Effect of Age on Salivary Transforming Growth Factor Beta (TGF-β) Levels

Abstract

Objective: Transforming growth factor-beta (TGF-β) is a type of cytokine that controls functions such as proliferation, cellular differentiation, motility, and adhesion in many cells. They also play a very important role in the development, homeostasis and repair of all tissues in the organism. The aim of this study is to evaluate the changes in TGF-β levels in the determined age groups. Materials and methods: 32 adult (15 female / 17 male) individuals aged between 26-75 years were included in the study.
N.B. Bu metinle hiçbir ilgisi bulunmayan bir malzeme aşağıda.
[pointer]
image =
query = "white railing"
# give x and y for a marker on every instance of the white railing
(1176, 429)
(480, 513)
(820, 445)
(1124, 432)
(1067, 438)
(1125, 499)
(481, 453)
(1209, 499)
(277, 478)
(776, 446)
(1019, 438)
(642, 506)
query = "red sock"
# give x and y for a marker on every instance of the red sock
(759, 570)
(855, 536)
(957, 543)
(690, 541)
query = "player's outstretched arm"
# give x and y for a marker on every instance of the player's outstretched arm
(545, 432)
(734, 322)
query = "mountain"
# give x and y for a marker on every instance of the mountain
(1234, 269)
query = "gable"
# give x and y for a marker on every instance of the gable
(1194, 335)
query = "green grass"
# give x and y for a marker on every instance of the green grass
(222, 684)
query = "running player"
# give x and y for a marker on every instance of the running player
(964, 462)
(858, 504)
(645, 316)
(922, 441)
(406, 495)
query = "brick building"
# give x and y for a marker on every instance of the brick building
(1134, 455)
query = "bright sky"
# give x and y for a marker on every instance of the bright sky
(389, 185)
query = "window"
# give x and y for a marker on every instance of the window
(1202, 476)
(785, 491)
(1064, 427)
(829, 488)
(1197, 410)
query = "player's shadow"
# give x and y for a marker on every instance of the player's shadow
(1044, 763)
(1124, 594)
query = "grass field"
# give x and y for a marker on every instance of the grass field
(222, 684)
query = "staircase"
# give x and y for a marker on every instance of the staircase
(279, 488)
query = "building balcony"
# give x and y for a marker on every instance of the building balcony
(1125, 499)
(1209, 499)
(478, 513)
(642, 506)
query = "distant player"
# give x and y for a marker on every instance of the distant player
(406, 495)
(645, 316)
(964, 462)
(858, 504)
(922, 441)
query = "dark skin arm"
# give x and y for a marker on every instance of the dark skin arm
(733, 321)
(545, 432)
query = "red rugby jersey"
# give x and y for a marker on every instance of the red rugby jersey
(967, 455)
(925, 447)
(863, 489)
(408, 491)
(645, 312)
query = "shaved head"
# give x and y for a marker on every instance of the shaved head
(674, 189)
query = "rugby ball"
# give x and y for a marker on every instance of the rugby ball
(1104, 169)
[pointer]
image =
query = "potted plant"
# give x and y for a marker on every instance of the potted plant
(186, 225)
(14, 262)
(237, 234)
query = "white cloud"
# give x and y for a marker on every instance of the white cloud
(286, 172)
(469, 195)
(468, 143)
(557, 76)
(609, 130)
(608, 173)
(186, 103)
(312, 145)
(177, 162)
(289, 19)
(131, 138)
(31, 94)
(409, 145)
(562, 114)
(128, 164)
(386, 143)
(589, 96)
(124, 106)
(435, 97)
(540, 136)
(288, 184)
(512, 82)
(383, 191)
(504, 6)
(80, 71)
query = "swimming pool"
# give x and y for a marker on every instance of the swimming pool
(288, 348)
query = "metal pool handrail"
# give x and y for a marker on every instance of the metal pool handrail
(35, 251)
Stimulated saliva samples were collected between 08.00-09.00 in the morning by chewing the tube cartridges in the mouth for 2 minutes with SARSTEDT brand saliva collection tubes as recommended. Afterwards, it was waited for 30 minutes and centrifuged at 3200 g for 15 minutes. Saliva TGF-β levels (pg/mL) were studied with the ELISA kit. Results: Salivary TGF-β levels were found to be significantly higher among the specified age groups (p=0.0001). Conclusion: In conclusion, the increase observed in salivary TGF-β levels in individuals over 55 years of age showed similar results with studies conducted with serum levels in the same age group, which draws attention to the usability of saliva samples.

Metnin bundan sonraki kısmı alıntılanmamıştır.